Origine

Cheval de montagne, moins connu que son voisin le Mérens, le Cheval Ariègeois Castillonnais, originaire de la Vallée du Biros à l'extrémité sud-ouest du département, dispose des même qualités dispensées par le terroir ariègeois.

De robe Noir Pangaré (bai châtain) avec des marques de feu aux nuances rousses aux flancs et un nez de renard, d'environ 1,50 m - 1,55 m au garrot, ce cheval est lui aussi bien adapté à la vie des montagnes et est caractérisé par son adresse, sa robustesse et son ardeur au travail.

Également appelé "cheval du Biros" ou "St Gironnais" (du nom de la ville de St Girons où a lieu, le lendemain de la Toussaint, une importante foire aux chevaux), le cheval Castillonnais a suscité dès le début du siècle (1908) l'intérêt d'un éminent hippologue ariégeois, Gabriel LAMARQUE, à qui nous devons les premiers actes de mise en valeur de la population chevaline autochtone.
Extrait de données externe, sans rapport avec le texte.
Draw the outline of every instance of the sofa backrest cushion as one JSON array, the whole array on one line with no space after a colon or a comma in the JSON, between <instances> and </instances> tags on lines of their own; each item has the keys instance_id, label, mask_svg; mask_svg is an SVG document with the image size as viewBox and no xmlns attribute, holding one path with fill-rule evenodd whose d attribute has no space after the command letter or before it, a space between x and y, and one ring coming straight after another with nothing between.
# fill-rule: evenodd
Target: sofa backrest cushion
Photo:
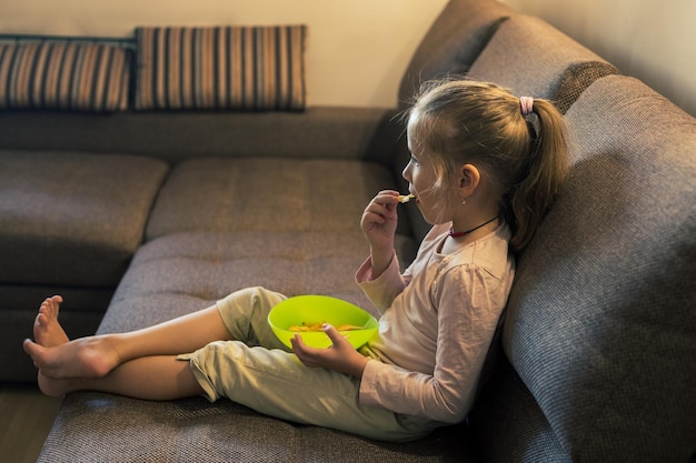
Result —
<instances>
[{"instance_id":1,"label":"sofa backrest cushion","mask_svg":"<svg viewBox=\"0 0 696 463\"><path fill-rule=\"evenodd\" d=\"M140 27L136 109L305 109L305 26Z\"/></svg>"},{"instance_id":2,"label":"sofa backrest cushion","mask_svg":"<svg viewBox=\"0 0 696 463\"><path fill-rule=\"evenodd\" d=\"M424 81L464 74L515 12L499 1L450 0L414 53L399 85L402 108Z\"/></svg>"},{"instance_id":3,"label":"sofa backrest cushion","mask_svg":"<svg viewBox=\"0 0 696 463\"><path fill-rule=\"evenodd\" d=\"M573 461L687 461L696 120L620 76L567 120L571 174L518 262L505 352Z\"/></svg>"},{"instance_id":4,"label":"sofa backrest cushion","mask_svg":"<svg viewBox=\"0 0 696 463\"><path fill-rule=\"evenodd\" d=\"M513 93L554 101L561 112L593 81L619 71L541 19L517 14L500 24L468 77Z\"/></svg>"},{"instance_id":5,"label":"sofa backrest cushion","mask_svg":"<svg viewBox=\"0 0 696 463\"><path fill-rule=\"evenodd\" d=\"M451 0L435 20L401 78L399 110L407 109L420 84L431 79L463 76L488 43L496 29L515 11L496 0ZM397 140L394 148L394 171L406 191L401 170L410 153L404 124L395 118L386 137ZM431 225L415 207L405 208L406 217L417 236L426 235Z\"/></svg>"}]
</instances>

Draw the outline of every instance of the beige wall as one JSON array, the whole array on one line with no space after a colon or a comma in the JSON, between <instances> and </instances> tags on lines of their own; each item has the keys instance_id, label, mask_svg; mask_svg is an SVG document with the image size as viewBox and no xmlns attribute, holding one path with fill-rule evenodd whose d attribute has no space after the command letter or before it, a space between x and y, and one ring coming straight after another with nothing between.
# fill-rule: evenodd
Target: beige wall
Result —
<instances>
[{"instance_id":1,"label":"beige wall","mask_svg":"<svg viewBox=\"0 0 696 463\"><path fill-rule=\"evenodd\" d=\"M695 0L504 0L539 16L696 114ZM146 24L309 26L315 105L396 104L447 0L0 0L0 33L128 37Z\"/></svg>"},{"instance_id":2,"label":"beige wall","mask_svg":"<svg viewBox=\"0 0 696 463\"><path fill-rule=\"evenodd\" d=\"M696 115L696 1L504 0Z\"/></svg>"}]
</instances>

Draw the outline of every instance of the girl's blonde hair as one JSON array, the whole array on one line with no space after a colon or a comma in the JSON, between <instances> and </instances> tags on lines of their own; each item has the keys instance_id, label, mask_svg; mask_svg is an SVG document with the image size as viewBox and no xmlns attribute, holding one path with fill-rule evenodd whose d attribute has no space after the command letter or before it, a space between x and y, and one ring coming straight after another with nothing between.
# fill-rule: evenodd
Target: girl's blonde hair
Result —
<instances>
[{"instance_id":1,"label":"girl's blonde hair","mask_svg":"<svg viewBox=\"0 0 696 463\"><path fill-rule=\"evenodd\" d=\"M523 115L520 99L496 84L444 80L426 82L405 114L415 118L411 142L435 165L435 191L466 163L498 185L515 252L534 236L569 169L563 117L546 100L534 100L533 111Z\"/></svg>"}]
</instances>

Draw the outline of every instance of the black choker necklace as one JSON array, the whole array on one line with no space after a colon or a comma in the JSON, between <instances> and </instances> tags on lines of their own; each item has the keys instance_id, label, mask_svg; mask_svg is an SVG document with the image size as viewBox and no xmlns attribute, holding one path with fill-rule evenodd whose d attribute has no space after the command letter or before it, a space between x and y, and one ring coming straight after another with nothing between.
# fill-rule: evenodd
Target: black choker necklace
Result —
<instances>
[{"instance_id":1,"label":"black choker necklace","mask_svg":"<svg viewBox=\"0 0 696 463\"><path fill-rule=\"evenodd\" d=\"M450 235L451 238L461 238L461 236L464 236L465 234L469 234L469 233L471 233L473 231L478 230L478 229L480 229L481 227L489 224L490 222L493 222L493 221L494 221L494 220L496 220L497 218L498 218L498 215L496 215L496 217L494 217L493 219L490 219L490 220L488 220L488 221L486 221L486 222L481 223L480 225L478 225L478 227L474 227L471 230L467 230L467 231L465 231L465 232L456 232L456 231L455 231L455 228L453 227L453 228L450 228L450 229L449 229L449 232L448 232L447 234L448 234L448 235Z\"/></svg>"}]
</instances>

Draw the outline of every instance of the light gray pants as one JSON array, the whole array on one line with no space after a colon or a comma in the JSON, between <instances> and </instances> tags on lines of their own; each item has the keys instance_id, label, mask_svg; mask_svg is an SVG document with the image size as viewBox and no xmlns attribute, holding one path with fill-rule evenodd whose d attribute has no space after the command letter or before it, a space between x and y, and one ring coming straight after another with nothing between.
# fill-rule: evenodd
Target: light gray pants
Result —
<instances>
[{"instance_id":1,"label":"light gray pants","mask_svg":"<svg viewBox=\"0 0 696 463\"><path fill-rule=\"evenodd\" d=\"M228 397L270 416L385 441L414 440L432 430L427 420L361 405L360 381L352 376L302 365L268 325L270 309L285 299L249 288L218 301L235 341L179 355L190 361L210 401Z\"/></svg>"}]
</instances>

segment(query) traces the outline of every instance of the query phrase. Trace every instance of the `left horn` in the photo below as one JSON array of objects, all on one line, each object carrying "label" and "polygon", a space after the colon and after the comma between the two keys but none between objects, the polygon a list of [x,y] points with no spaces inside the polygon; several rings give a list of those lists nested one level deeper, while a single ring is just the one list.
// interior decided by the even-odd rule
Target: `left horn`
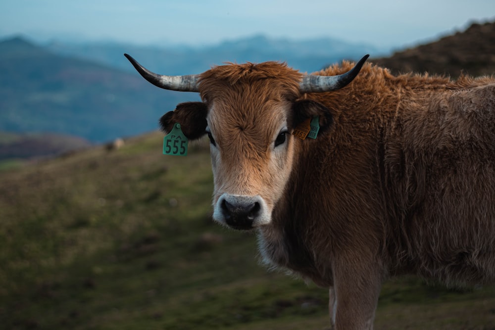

Comme toutes les populations chevalines pyrénéennes (Pottok, Anglo-Arabe, Landais ... ) le cheval Castillonnais issu de hardes sauvages très anciennes dont les grottes ariégeoises recèlent force représentations peintes ou sculptées, a été, au cours des âges, imprégné de sang oriental et surtout ibérique, ce qui se lit encore, de nos jours dans son expression si particulière.

Très fortement menacé par des croisements d'absorption par des races lourdes et surtout par la dépopulation de son berceau d'origine, ainsi que la perte de débouchés traditionnels (Armée, Agriculture, Transports), ce petit cheval méritant aurait achevé son agonie sans l'intervention en urgence d'un petit groupe d'amis, dans les années 80.

La légende attribue sa source à la Grèce, ainsi d'ailleurs que celle du costume folklorique particulièrement original des hautes vallées de Bethmale et du Biros. Un certain Jouanissou, enfant du Pays, en serait revenu, au cours du XVile, fortune faite, entouré de chèvres, juments, étoffes et femmes qui jetèrent d'abord l'effroi dans la vallée, avant que ses coutumes ne se transforment et s'imprègnent de ces nouveautés.

Plus près de nous, des chroniqueurs historiques affirment que François l er montait un cheval du Biros à la bataille de Pavie.

L'Association Nationale du Castillonnais

En 1996, la race est officiellement reconnu par le Ministère de l'Agriculture comme race de sang (cheval de selle).

L'Association Pyrénéenne Ariégeoise du Cheval Castillonnais créée en 1992, avec l'appui du Haras National de Tarbes, du Conseil Général de l'Ariège et du Conseil Régional de Midi-Pyrénées organise chaque année (au mois d'août à Castillon en Couserans) un marché-concours.

Les meilleurs reproducteurs y sont classés, comparés, primés et leurs produits identifiés selon l'exigence du Livre Généalogique, agréé par les Haras Nationaux.

En 1998, le cheptel s'élevait à 180 chevaux.
En 2008 ce nombre a plus que doublé.

Le cheval Castillonnais bénéficie des primes agri-environnementales dites à la "jument allaitante".

Il est aujourd'hui parfaitement adapté à l'équitation de Loisirs sous toutes ses formes, et reste remarquable pour son adresse en montagne, et ses qualités de cheval à 2 fins, également apte à l'utilisation montée et attelée.